Despite the widespread devastation and the tens of thousands of people who must have died, the remains from only one death attributed to the eruption have ever been found — those of a man buried by rubble on Santorini, which was discovered in the 19th century, Şahoğlu said.

Many victims of at least four tsunamis that spread across the Mediterranean after the Thera eruption were likely swept out to sea. Archaeologists may also have found other skeletal remains from the cataclysm, but they may have assumed those people were killed by other causes, such as earthquakes, he added.

It can be difficult to see the signs of destruction caused by an ancient tsunami, and often these signs can only be confirmed by the presence of microscopic marine animal fossils, said Beverly Goodman-Tchernov, an archaeologist at the University of Haifa and senior co-author of the study.

Before now, traces of the tsunamis from Thera have been found at only six sites in the Aegean, and Çeşme — about 140 miles (220 km) away — is the most northerly.

The discovery in 2017 of the bones of the man and dog mean the site at Çeşme can serve as a “frozen moment” of life at the time of the eruptions, she said.
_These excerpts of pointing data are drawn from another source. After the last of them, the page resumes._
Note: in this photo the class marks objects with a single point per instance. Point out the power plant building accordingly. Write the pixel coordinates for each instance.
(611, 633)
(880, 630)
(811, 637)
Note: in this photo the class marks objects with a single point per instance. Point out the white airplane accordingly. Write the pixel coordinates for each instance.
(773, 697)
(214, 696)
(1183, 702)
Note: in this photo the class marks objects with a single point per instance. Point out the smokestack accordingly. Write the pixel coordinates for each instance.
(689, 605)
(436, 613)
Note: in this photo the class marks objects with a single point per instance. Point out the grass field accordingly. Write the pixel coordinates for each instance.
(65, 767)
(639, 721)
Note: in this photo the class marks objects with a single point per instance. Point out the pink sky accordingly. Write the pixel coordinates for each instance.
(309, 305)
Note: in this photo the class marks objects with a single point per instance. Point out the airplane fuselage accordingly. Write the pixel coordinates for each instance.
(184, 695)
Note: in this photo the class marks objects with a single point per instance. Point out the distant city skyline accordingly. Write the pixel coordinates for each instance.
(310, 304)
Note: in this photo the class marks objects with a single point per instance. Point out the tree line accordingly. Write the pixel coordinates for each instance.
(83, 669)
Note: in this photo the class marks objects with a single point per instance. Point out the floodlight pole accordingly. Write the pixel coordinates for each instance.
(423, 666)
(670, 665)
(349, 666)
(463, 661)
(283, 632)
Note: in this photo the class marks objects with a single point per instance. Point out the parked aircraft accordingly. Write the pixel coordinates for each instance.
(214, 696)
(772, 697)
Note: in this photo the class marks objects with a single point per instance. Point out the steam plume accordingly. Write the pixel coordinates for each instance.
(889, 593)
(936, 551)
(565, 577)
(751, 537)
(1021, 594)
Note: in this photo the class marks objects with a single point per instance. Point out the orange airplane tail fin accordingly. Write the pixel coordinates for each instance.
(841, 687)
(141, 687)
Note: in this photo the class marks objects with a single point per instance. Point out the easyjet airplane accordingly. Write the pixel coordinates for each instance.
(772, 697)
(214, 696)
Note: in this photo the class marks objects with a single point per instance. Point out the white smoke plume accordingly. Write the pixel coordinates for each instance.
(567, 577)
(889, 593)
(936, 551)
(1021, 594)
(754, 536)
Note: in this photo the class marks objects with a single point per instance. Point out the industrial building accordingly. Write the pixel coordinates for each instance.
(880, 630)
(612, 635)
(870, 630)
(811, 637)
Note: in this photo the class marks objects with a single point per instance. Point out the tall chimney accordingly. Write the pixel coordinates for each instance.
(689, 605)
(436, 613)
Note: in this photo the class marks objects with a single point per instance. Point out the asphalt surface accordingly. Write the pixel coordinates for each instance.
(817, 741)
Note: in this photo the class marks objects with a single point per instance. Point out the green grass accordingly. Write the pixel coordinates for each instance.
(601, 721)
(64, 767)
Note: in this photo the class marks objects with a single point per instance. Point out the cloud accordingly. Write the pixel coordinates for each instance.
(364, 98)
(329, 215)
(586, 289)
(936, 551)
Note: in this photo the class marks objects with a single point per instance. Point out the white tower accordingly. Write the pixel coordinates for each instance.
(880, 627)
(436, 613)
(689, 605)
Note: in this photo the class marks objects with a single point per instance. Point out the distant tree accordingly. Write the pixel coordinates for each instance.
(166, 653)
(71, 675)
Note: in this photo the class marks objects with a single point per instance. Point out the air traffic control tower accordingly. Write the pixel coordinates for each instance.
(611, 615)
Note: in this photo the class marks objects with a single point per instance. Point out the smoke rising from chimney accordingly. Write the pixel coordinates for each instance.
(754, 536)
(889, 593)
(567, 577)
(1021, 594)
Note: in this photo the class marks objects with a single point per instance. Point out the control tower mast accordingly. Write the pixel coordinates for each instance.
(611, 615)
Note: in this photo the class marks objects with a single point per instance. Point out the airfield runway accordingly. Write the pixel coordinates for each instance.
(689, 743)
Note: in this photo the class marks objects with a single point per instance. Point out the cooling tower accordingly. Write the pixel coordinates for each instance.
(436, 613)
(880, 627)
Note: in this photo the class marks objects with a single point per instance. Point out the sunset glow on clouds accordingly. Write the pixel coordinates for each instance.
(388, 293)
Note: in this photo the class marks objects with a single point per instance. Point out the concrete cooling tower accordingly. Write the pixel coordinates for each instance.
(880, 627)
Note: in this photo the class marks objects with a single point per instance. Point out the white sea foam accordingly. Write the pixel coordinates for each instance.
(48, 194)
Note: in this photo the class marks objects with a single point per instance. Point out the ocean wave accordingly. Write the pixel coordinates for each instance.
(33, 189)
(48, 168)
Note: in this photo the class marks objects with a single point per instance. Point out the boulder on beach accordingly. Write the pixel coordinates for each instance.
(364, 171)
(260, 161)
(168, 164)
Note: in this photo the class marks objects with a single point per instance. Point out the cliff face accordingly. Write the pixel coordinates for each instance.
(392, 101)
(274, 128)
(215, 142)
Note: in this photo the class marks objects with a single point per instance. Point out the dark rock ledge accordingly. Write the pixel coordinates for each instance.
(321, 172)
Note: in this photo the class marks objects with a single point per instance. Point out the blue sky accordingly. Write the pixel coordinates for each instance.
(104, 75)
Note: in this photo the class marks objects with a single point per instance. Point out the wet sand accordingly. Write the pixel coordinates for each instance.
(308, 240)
The man was about 17 years old when he died; he was killed by one of the tsunami waves and then washed up against a wall in the Bronze Age town.

The remains of the dog were found nearby, but there is no evidence that the man and the dog were together when they were killed, Goodman-Tchernov said.

Rescue efforts

Interestingly, a pit had been deliberately dug above the man’s body, possibly in an attempt to rescue him or to retrieve his body for a proper burial. Similar pits had been dug elsewhere at the site, apparently soon after one of the earliest tsunami waves, she said.

“We think these are actually the preserved ‘negative spaces’ from where people have come and rescued the injured survivors or removed [the dead],” Goodman-Tchernov told Live Science. “Unfortunately, there was another tsunami wave that came in and filled all of those.”

Şahoğlu said scientific tests would be carried out on the remains, including DNA analysis, to try to learn more about the young man and the dog. Archaeologists will also look for other traces of the tsunami in the area, and the discovery of tsunami destruction at Çeşme should spur experts to reassess the evidence from archaeological sites nearby, he said.

Today, Çeşme is a thriving resort town on the Aegean coast, and the archaeological site is right beside the town’s popular waterfront. “It was very difficult to work in the middle of one of the most touristic destinations in Turkey,” Şahoğlu said.

But the archaeological work at Çeşme has now concluded, and authorities are now awaiting approval to build a museum above the site to preserve the excavations, he said.

The remains were described in a study published in the Proceedings of the National Academy of Sciences.